24



●人類に齎される病気は前葉頭と密接な関係がある

 私たち人類は、自分自身の内部にもこれと同じ事が始まっています。その兆候の一つとして、一部の先覚者らによって、物質や制度に依存することの愚かさが徐々に理解されはじめ、大衆を惑わす権威の持つ力が失われはじめたことです。

 これまで知識と言う者は権威筋に独占され、大衆のものでは有りませんでしたが、大衆が正しい認識を以て、目覚めればこの世の中の構造が大きな矛盾によって創り出され、矛盾が相乗効果を果たして、副守護神的に資本主義が発展して来たと言う事が解ります。矛盾があるからこそ資本主義が物を豊かにし、物質文明はこれによって発展して来たと言えます。

 しかしここにきて、物質文明の発展も資本主義と共に翳(かげ)りが見え始めました。そして知識は、大衆に恩恵を与える事は殆どありませんでした。私たちが知識の恩恵と勘違いしているのは、単に権威筋が最初に咀嚼(そしゃく)し、食べ残した、使い捨てにされた残りカスだったのです。

 そこで、これに対し復活し始めたのが、古来より連綿と続いて来た智慧(ちえ)であり、この智慧こそが「歓喜」の道だったのです。
 副守護神が主体となった物質文明は、これまで余りにも外流的な刺戟に流されてその虜(とりこ)になり、「自分」と言うものを見失って来ました。霊的神性は曇らされ、霊的波調は低下して、低級な外流ばかりに接し、ひたすら金銭至上主義に奔(はし)り、豊かで、便利で、快適であると言う事が、人生の最大の喜びであると思い込んで来ました。
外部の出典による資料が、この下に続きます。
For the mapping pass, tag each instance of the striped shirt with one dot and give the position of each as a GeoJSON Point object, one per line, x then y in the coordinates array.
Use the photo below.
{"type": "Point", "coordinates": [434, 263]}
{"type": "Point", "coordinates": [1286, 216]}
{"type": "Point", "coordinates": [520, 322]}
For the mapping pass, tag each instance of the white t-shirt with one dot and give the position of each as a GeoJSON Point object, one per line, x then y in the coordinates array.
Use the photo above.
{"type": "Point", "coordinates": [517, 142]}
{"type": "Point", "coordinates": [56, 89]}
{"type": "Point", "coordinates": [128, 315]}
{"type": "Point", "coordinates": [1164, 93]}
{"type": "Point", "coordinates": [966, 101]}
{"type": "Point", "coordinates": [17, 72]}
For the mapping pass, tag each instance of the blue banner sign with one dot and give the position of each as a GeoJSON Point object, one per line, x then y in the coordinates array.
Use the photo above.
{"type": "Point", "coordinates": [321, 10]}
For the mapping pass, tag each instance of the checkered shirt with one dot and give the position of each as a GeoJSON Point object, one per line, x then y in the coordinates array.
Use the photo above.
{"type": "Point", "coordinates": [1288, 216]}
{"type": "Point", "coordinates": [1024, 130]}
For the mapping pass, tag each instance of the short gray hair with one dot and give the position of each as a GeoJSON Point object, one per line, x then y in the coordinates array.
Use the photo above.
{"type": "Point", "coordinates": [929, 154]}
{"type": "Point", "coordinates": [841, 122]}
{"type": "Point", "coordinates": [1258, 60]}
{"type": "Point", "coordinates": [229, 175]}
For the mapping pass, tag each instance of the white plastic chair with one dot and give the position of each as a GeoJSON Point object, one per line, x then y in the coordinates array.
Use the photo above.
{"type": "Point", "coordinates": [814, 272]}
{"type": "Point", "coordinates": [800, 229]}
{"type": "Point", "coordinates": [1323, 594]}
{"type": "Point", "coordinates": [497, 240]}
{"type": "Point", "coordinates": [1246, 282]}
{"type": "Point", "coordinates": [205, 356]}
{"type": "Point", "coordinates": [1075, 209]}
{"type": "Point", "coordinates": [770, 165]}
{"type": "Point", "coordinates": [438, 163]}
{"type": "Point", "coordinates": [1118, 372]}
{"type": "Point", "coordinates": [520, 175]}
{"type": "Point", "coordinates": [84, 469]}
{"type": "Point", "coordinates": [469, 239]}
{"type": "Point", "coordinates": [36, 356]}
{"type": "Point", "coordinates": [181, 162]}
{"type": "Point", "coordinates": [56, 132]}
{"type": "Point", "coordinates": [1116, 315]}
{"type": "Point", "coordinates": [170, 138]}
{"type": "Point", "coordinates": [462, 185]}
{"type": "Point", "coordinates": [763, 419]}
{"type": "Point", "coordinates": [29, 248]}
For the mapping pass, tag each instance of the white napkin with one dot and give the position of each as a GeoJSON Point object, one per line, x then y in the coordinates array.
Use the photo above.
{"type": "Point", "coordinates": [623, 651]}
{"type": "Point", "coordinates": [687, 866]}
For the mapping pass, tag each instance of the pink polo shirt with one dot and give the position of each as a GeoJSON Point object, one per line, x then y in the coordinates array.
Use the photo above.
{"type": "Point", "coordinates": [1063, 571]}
 ところがこうした喜びは、実は壊れ易い、砂上の楼閣(ろうかく)でしか過ぎなかったのです。ここに「自分」を見失った元凶があります。
 その為に「自己変革」することよりも、自分以外の金や物や色を追い掛けてしまったのです。そして自分と自分以外のものを色分けして垣根を作り、自他離別に意識を作り上げてしまったのです。

 これによって、お互いが人間であると言う一体感を持つ事が出来なくなり、お互いが共存協栄によって智慧を学び取り、智慧によって進化すると言う基本原理を軽視したのです。しかし人類はここにきて、自他同一意識を持たない限り「第二の知性」である前頭葉の発達を見る事が出来ず、最終進化に取り残されてしまいます。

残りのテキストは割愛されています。